There are two classes of beginner who want to build muscle:
Those who are looking to look good for the beach/club ASAP
Those who are in this for the long run and want to make lasting changes in their appearance.
Sadly the former is the most frequent. It's the guy who only want to do arms, chest and delts and only cares about getting a pump to "look swole". Honestly I personally refuse to work with these clients. They normally have unrealistic expectations about how much and how fast they can gain, do not really want to put in the hard work required to progress and are likely to quickly quit training or be on and off.
With the later the first 6-8 weeks of training should NOT have for a goal to increase muscle mass or strength (although it will happen). It is TO LEARN TO LIFT. Learn then practice and finally master the optimal form for big compound movements like squats, front squats, military press, bench press, barbell row, deadlifts, chin-ups (band assisted). NEVER allow a bad rep... NEVER increase the weight if it leads to form breakdown. Only use a weight that can be lifted with proper from and without grinding.

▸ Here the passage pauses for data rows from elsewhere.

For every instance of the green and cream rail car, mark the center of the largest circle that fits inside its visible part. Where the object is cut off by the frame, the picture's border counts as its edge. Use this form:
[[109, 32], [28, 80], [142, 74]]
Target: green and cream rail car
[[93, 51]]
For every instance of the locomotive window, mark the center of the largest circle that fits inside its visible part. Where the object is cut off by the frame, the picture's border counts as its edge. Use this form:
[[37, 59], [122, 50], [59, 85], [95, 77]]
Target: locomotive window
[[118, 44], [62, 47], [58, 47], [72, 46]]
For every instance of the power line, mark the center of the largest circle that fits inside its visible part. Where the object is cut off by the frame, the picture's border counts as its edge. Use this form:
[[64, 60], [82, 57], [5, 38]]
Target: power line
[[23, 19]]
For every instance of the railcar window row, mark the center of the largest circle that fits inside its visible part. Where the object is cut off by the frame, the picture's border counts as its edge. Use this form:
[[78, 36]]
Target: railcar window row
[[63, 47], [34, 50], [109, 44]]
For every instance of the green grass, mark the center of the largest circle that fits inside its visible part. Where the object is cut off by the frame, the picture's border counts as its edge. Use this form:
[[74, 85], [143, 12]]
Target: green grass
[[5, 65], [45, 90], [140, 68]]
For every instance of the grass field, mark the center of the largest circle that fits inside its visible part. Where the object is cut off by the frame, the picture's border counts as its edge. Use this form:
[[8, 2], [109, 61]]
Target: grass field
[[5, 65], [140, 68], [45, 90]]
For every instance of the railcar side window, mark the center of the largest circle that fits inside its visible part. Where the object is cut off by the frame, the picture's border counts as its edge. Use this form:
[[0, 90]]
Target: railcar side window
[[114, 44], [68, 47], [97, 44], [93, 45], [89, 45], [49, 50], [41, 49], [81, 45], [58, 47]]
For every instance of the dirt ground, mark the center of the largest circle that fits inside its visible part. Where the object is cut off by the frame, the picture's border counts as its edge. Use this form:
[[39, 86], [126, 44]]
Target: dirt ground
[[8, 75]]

I prefer more sets of fewer exercises so that the client can get more practice on each of the key lifts.
Each of the selected "big lifts" should be practiced 2-3 times per week.
It is of primary importance that your client understands that he must be patient:
Patient about taking the time to learn to lift
Patient about adding weight to the bar... during those first 6-8 weeks they should only add weight when it is necessary because the weight is feeling too easy. Have them increase the weight because they have to, not because they are capable of.
Patient about adding exercises.
They must become perfectionists about perfecting lifting form.
There are basically 4 levels of effort when you are in the gym:
REHAB/PREHAB -- PRACTICE -- TRAINING -- TESTING
These are in order of the intensity (amount of effort relative to your maximum effort).
During the first 6-8 weeks a beginner should see most of his training as "practice"... the goal is to get better at the movements, not increase performance (although their performance and size WILL increase because they are starting from scratch). When you begin, the longer you stay in "practice" mode, the better your foundation for future gains will be.
For someone who is in this for the long run, 6-8 weeks is nothing.
New personal trainers make ONE typical mistake: they feel the need to show how much they know and prove themselves. As a result they tend to design programs that are way too complicated for the needs of their clients and also have their clients add weight too fast (to be able to say "the program worked great, you added 20lbs more this week").